I accumulate things sometimes for years. And then, at a certain point when things fit together in my head, I gather all those pieces and build something that means so much to me. (To a lesser degree, I also do this as a technical writer.)
But even if you are a fan of methods I dislike (and there is nothing wrong with that), we all make a craft out of chaos. We accumulate pieces of stories and then figure out how it all goes together. Along the way, we realize some pieces are not needed (maybe they are part of a different story). Other pieces are reshaped into better things. Pieces beget other pieces and, in the end, it’s like a puzzle made whole — a way to share with others the thousand different things we gathered along the way…
K.J. Mecklenfeld says
Ha, nice article. I use Evernote for the pieces, as you call them. Nowadays Evernote is smarter, you can have folders and tags (in the beginning it was a great digital black hole) so I add the pieces to the projects they belong to.
I did handwriting a long time but I switched to 100% digital when I found some old notes where the ink was almost gone. Not so nice when it’s the time line of your New World… 🐻🙃
Christopher Gronlund says
Very good points!
I am getting better at capturing more things digitally. I love Evernote’s web clipper and so many other features.
The timeline I maintain is entirely digital, and most important research is as well.

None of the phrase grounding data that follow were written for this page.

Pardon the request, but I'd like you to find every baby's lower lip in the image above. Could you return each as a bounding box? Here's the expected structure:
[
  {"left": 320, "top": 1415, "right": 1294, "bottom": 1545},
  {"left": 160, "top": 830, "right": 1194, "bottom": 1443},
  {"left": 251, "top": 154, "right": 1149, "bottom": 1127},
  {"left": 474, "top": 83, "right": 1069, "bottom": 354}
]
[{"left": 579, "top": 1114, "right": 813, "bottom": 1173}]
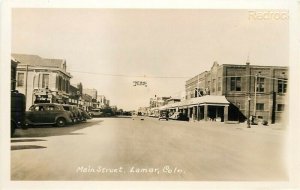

But there’s often that moment when something hits my head — especially if I’m at my desk — when I pick up a pen and a piece of paper 🙂
(I suppose it’s a good argument for getting away from my desk even more, because when I’m on the go, I do tend to go straight to Evernote…even if it’s recording an idea instead of typing.)
Paul says
I keep a small notepad on my desk at work specifically for jotting down the ideas (generally for stories I”m working on) so they won’t escape me. Some days no notes. Some days a half dozen. It’s a method that works for me.
Christopher Gronlund says
Especially when I have a job in which I have to go into the office, I always have a small notebook with me for jotting down ideas and random thoughts. Like you, I’m a big fan of journals and notebooks.